In addition to this, Premier League clubs now face restrictions on the signing of young foreign players. Clubs are no longer able to sign any foreign players under the age of 18 and, in a given year, are limited to signing a maximum of six foreign players under the age of 21.

But in relation to the abolition of transfer fees for out-of-contract players, Brexit has had no direct impact. This aspect of the Bosman ruling is now well enshrined in the transfer rules of football’s national and international governing bodies, with no realistic prospect or incentive for Premier League clubs to seek to reverse the position.

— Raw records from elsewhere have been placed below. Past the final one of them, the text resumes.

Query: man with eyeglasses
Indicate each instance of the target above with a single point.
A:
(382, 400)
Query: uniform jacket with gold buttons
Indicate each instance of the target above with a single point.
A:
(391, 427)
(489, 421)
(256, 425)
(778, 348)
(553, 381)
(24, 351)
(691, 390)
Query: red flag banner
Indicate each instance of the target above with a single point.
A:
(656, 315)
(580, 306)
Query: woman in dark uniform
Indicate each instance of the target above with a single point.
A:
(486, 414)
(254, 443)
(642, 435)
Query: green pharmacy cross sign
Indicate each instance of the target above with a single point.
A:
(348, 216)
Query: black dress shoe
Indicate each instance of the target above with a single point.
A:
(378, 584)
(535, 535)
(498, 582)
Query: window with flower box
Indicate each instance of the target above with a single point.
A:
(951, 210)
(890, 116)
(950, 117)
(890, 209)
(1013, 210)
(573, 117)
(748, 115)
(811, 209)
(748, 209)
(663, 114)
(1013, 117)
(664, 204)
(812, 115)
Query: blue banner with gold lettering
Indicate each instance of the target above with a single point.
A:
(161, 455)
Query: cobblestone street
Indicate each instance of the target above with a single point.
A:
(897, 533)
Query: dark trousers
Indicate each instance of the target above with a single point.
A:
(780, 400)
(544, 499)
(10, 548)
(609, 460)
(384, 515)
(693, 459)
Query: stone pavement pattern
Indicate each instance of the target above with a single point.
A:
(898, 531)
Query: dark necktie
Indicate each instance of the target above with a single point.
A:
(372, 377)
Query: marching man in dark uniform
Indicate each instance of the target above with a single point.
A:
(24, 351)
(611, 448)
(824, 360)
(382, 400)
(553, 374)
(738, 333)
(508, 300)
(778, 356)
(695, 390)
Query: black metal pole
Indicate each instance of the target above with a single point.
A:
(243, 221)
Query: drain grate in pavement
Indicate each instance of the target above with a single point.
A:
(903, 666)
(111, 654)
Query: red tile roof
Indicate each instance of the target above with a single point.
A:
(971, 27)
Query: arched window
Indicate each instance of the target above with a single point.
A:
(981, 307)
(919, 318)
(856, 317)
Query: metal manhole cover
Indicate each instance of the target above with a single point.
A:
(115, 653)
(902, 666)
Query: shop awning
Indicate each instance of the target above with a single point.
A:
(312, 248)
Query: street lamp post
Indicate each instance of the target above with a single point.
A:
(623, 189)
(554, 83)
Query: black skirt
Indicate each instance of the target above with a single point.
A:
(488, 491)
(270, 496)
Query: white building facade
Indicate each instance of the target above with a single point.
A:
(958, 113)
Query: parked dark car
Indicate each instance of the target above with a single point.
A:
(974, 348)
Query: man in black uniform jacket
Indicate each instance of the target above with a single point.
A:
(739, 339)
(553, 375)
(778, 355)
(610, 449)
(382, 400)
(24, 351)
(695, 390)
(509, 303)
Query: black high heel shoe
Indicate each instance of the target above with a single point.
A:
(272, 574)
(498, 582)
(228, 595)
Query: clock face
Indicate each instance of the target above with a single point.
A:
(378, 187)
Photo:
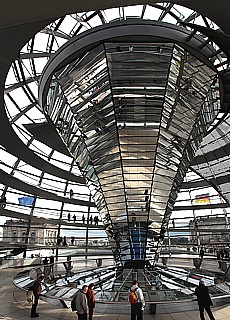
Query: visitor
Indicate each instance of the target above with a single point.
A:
(51, 263)
(204, 300)
(37, 288)
(82, 303)
(201, 253)
(137, 307)
(91, 300)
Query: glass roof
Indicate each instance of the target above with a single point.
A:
(144, 115)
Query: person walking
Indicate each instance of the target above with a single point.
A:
(138, 303)
(201, 253)
(204, 300)
(51, 263)
(91, 300)
(82, 303)
(37, 288)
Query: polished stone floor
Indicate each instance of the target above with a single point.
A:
(13, 305)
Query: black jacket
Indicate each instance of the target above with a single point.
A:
(203, 296)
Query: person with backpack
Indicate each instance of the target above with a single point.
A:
(80, 303)
(36, 288)
(204, 300)
(91, 300)
(137, 301)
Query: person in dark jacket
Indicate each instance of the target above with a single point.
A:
(204, 300)
(91, 300)
(137, 308)
(82, 303)
(37, 288)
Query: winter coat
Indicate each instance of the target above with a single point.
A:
(203, 297)
(37, 288)
(81, 302)
(139, 294)
(91, 299)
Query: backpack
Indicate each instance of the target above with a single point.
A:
(73, 304)
(30, 296)
(132, 296)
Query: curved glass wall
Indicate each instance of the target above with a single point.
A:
(47, 172)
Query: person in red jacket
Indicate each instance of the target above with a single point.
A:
(91, 300)
(37, 288)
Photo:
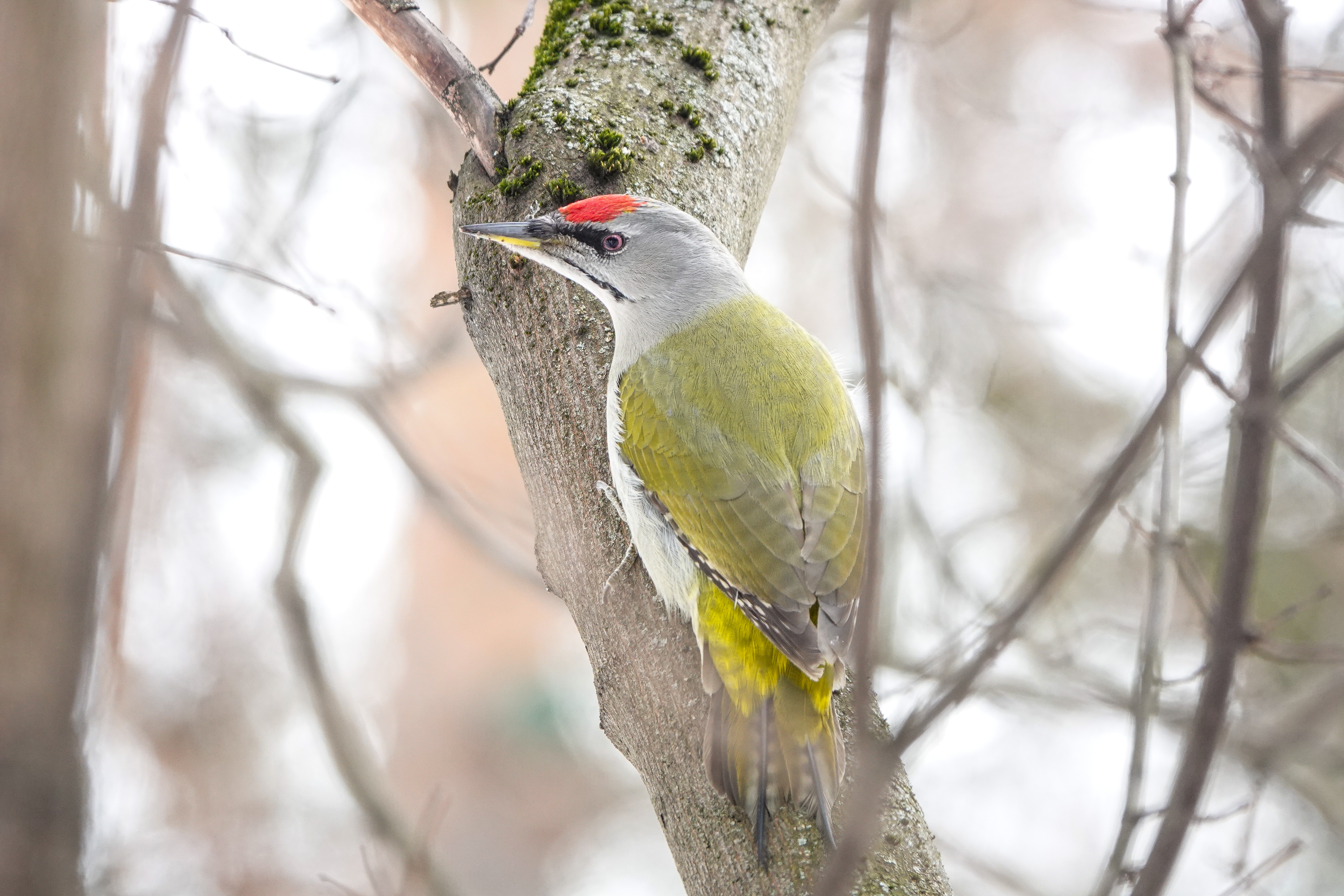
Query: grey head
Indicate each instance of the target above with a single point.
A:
(654, 266)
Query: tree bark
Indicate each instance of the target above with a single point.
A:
(58, 339)
(547, 346)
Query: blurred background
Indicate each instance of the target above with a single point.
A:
(1026, 208)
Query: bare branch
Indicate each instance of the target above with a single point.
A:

Where next for professional football after Brexit?

The first post-Brexit transfer window saw unusually low levels of transfer spending by Premier League clubs. But this was almost certainly due to the loss of revenues caused by the Covid-19 pandemic. It is estimated that the Big Five leagues lost €1.9 billion (over 11%) of total revenue in 2019/20, largely because of the restrictions on spectators attending games (Deloitte Sports Business Group, 2021).

As we begin to return to a post-pandemic normality, revenues will recover and Premier League clubs will again become active in the global labour market for players. But their player development and recruitment strategies will change as a consequence of Brexit.

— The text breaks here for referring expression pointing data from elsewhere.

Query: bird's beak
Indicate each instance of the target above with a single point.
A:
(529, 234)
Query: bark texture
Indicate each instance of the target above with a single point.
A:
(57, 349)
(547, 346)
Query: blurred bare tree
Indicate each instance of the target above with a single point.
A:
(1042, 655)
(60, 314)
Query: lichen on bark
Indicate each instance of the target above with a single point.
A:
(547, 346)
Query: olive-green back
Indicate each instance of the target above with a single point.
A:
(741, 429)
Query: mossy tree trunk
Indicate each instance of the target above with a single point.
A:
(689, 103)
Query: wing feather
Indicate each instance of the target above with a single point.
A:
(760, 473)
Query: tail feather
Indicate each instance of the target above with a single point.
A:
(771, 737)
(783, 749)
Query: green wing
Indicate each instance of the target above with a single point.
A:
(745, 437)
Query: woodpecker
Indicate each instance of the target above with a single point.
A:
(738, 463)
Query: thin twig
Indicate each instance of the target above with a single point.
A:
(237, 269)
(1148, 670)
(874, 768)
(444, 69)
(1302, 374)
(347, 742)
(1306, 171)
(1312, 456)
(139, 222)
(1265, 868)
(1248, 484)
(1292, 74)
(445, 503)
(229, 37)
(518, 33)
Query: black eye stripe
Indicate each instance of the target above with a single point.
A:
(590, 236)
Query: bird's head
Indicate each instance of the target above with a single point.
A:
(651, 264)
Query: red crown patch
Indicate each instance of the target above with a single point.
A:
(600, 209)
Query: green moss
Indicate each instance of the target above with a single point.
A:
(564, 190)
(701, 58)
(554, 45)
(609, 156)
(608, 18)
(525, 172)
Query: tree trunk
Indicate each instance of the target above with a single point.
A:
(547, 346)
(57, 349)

Clubs will be forced to focus exclusively on home-grown talent up to the age of 18 and they will no longer be able to recruit 16 and 17 year olds from the EU. They will also have to be more selective in the 18-21 age group. Further, Premier League clubs will find it much more difficult to take a chance on players from low-ranked nations.

There are, however, some opportunities. The new and much expanded points-based system will make it easier for British clubs to sign non-EU players who did not previously qualify for a work permit. A good example is Liverpool’s Nigerian player, Taiwo Awoniyi, whom the club first signed in 2015. Awoniyi has been on loan to a series of German teams over the last six years and is yet to play for Liverpool, having not qualified for a work permit. Under the new system, Awoniyi will now be eligible to play for Liverpool in the Premier League.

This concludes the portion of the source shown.